The Supreme Court of India said on Thursday that a woman does not lose her religious identity if she marries outside her community, The Hindu reported. Chief Justice of India Dipak Misra made the observation while hearing the case of a Parsi woman who had married a Hindu and wanted to attend the last rites of her parents.
A five-judge Constitution bench is deciding the question whether a Parsi woman can keep her religious identity intact after choosing to marry someone from another faith.

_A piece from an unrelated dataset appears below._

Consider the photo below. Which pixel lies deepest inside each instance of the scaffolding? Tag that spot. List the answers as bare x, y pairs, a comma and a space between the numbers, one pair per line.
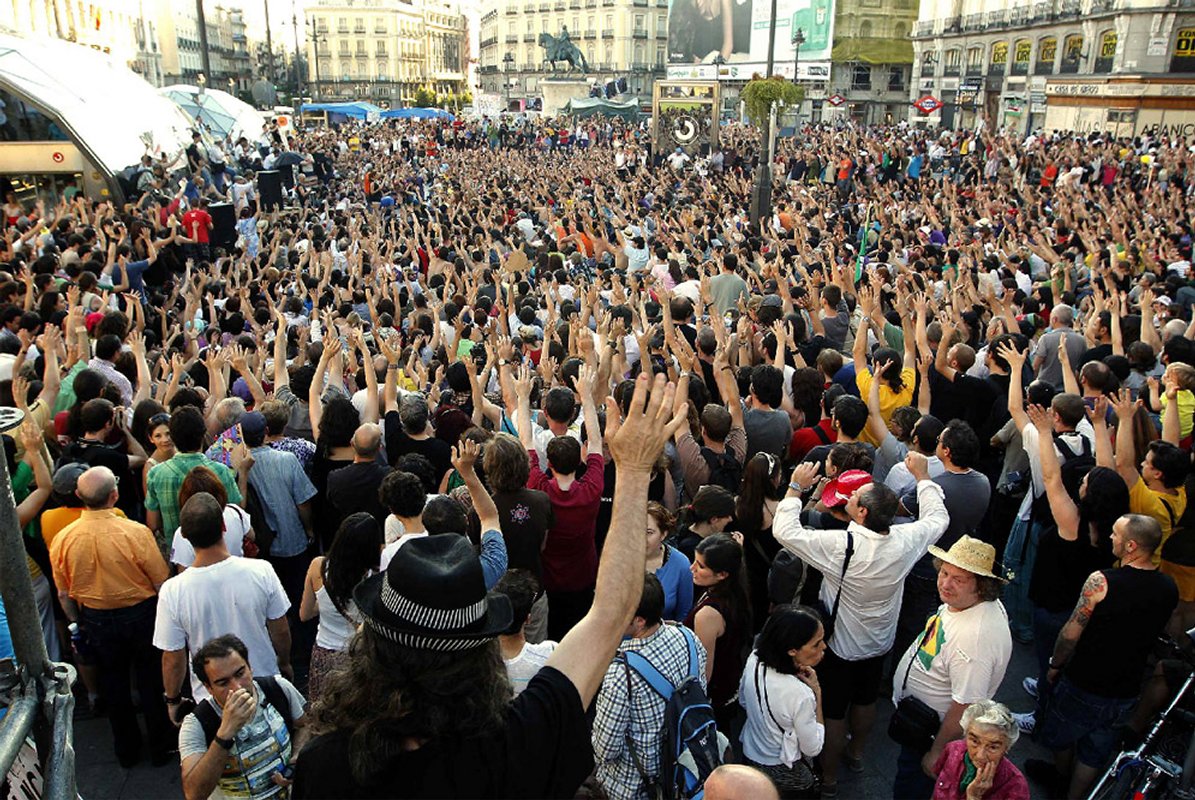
35, 691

The complainant, Goolrokh M Gupta, was barred by her community from offering prayers for her dead parents because she had married a Hindu.

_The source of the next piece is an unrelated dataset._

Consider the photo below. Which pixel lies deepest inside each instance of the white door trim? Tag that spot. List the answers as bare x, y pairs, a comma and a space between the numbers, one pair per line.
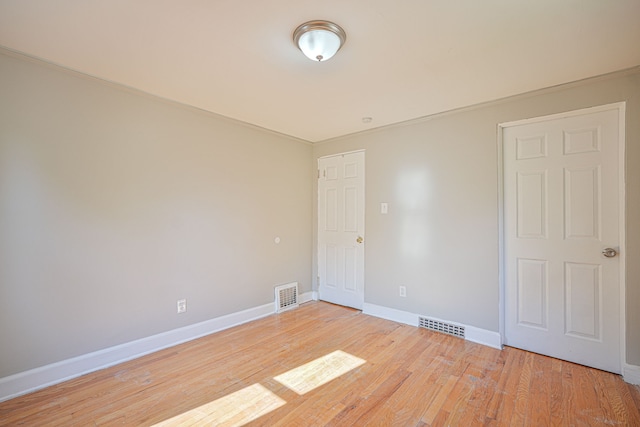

The court on Thursday disagreed with the common law doctrine which holds that the religion of a woman is merged with that of the man she marries. “The Special Marriage Act confers in her the right of choice,” Misra observed. “Her choice is sacred. I ask myself a question: Who can take away the religious identity of a woman? The answer is only a woman can choose to curtail her own identity.” The common law doctrine was upheld by the Gujarat High Court in 2010.
But the Supreme Court on Thursday asked senior advocate Gopal Subramanium, appearing for the “Valsad Parsi Trust”, to apprise it by December 14 whether the trust could allow the complainant to attend the last rites of her parents, PTI reported.
“A man marries outside the community and is permitted to retain his religious identity,” the court said. “But a woman is not allowed to marry outside [her community] and retain her religious identity. How can a woman be debarred?”